Kiedy piszesz, zamknij czasem oczy i spisuj to, co widzisz, kiedy wyobrażasz sobie jakąś konkretną scenę. Może okazać się, że wcześniej nie zauważysz tej kobiety w czerwonej sukience ;) albo ominiesz rzuconego niechlujnie na chodnik peta, nadającego charakteru otoczeniu. Warto też skupić się najmocniej jak to możliwe, aby to wszystko co widzisz w swojej głowie, przekazać czytelnikowi w szerszych, ale nie nużących opisach. Można, a nawet wskazanym jest, aby omijać zupełnie przyziemne czynności, ale zupełnie odwrotnie jest, kiedy mówimy o wejściu w świat z Twoich wyobrażeń. Wiem doskonale, że patrząc na tekst, my autorzy widzimy to wszystko inaczej niż czytelnik, wiele wydaje się nam oczywistością. Tymczasem odbiorca często jest pozbawiany wielu szczegółów, które tworzą klimat całości.
Odnosząc się do Twojego tekstu, chętnie zobaczyłabym Twoimi oczami, jak wyglądała, jak wykończona była bogato zdobiona lektyka. Jak bardzo zużyty był drewniany stół przy którym siadywali biesiadnicy karczmy. Może miał mocno zaokrąglone rogi, wymuskane dłońmi wieśniaków, dotykane niezliczoną ilość razy?
Małe, przygarbione, z opadającymi dachami ze strzechy, biedne domy wiosek, zza których kotar wiszących u drzwi, wyglądały ciekawskie spojrzenia dzieciaków - to jest magia drugiego planu.
Skupianie się jedynie na głównym nurcie, na akcji, jest stąpaniem na skróty. Ten skrót jest bardzo kuszący, bo zawsze chcemy już napisać, już pokazać, już się podzielić, czuć spełnienie, a jednak taki pośpiech i brak wejścia w szczegóły potrafi zmarnować nawet największy wysiłek piszącego.

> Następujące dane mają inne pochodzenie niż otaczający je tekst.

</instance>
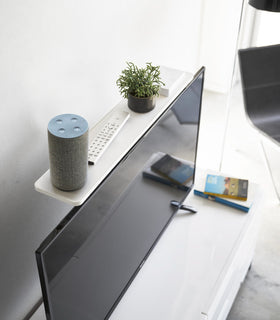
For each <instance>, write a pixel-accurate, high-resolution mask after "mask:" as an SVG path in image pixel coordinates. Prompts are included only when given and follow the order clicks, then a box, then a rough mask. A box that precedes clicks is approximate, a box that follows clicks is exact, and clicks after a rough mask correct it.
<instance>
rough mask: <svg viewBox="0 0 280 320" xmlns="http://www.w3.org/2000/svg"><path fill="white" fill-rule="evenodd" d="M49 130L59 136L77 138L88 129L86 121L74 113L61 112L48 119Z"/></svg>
mask: <svg viewBox="0 0 280 320" xmlns="http://www.w3.org/2000/svg"><path fill="white" fill-rule="evenodd" d="M48 130H49V132H50V133H51V134H52V135H54V136H57V137H59V138H77V137H79V136H81V135H83V134H84V133H85V132H87V130H88V123H87V121H86V120H85V119H84V118H83V117H81V116H78V115H76V114H69V113H66V114H61V115H58V116H56V117H54V118H53V119H51V120H50V122H49V124H48Z"/></svg>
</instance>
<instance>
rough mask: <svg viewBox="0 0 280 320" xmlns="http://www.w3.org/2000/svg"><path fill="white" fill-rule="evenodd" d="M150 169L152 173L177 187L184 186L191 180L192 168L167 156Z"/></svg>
mask: <svg viewBox="0 0 280 320" xmlns="http://www.w3.org/2000/svg"><path fill="white" fill-rule="evenodd" d="M151 169H152V171H153V172H155V173H157V174H158V175H160V176H162V177H164V178H165V179H168V180H170V181H171V182H173V183H175V184H178V185H186V184H187V183H188V182H189V181H191V180H192V179H193V174H194V167H193V166H191V165H189V164H187V163H184V162H182V161H180V160H178V159H176V158H174V157H172V156H170V155H168V154H165V155H164V156H163V157H161V158H160V159H159V160H158V161H156V162H155V163H154V164H153V165H152V166H151Z"/></svg>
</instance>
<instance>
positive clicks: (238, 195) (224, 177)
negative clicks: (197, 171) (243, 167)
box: [204, 174, 249, 201]
mask: <svg viewBox="0 0 280 320" xmlns="http://www.w3.org/2000/svg"><path fill="white" fill-rule="evenodd" d="M248 185H249V181H248V180H247V179H238V178H232V177H228V176H222V175H215V174H208V175H207V177H206V182H205V188H204V193H205V194H208V195H213V196H219V197H223V198H231V199H237V200H243V201H246V200H247V194H248Z"/></svg>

Stworzyłeś tekst, który jeśli dać mu więcej wyczucia i czasu, może pretendować do ciekawszych i niezwykłych. Na pewno włożyłeś w niego serce i pracę, którą gdzieniegdzie widać i tego ci gratuluję. Polecam Ci również dalsze szlifowanie warsztatu i nie spoczywanie na laurach. Lubię niezwykłe historie i zawsze będą one u mnie wyżej oceniane niż te osadzone w realiach zwyczajnego życia. Mam nadzieję, że będę miała jeszcze okazję poznania czegoś niezwykłego, co wyjdzie spod Twojego pióra. Pisz, pracuj, publikuj! :)
Pozdrawiam serdecznie.
Od: Pióroman Albi
twarz żeńska
18.07.2018
Droga Autorko recenzji!

Dziękuje za ten bardzo długi, bogaty i porządny tekst oceniający mój skromny twór. Musze przyznać, że łatwo wyciągnęłaś wnioski, które są bardzo celne. Mogę obiecać, że następne opowiadania, które napisze będą (a przynajmniej postaram się aby były) pełniejsze w opisach, syte w bohaterach i mocniej wciągające niż te wcześniejsze! Skupiam się tylko na moim autorskim uniwersum więc wszystko co napisze będzie w nim osadzone, a aktualnie wcielam projekt tworzenia nowych opowiadań na bazie starych baśni, takich jak baba jaga, feniks, ... a w trakcie tworzenia jest nowe "małpa na wieżowcu". Przepraszam za taką niespójność w tym komentarzu ale pisze co czuje ;) No nic, mam nadzieje, że do napisania ;)

Zczarny
Od: Autor Zczarny
twarz męska
19.07.2018
Podoba mi się Twoja koncepcja. Bardzo lubię takie nowatorskie podejście do tematów już wielokrotnie wałkowanych i bijących oczywistościami na każdym kroku. Interpretacja Feniksa była dość ciekawa, aby czekać na kolejne baśnie w nowej (Twojej) odsłonie.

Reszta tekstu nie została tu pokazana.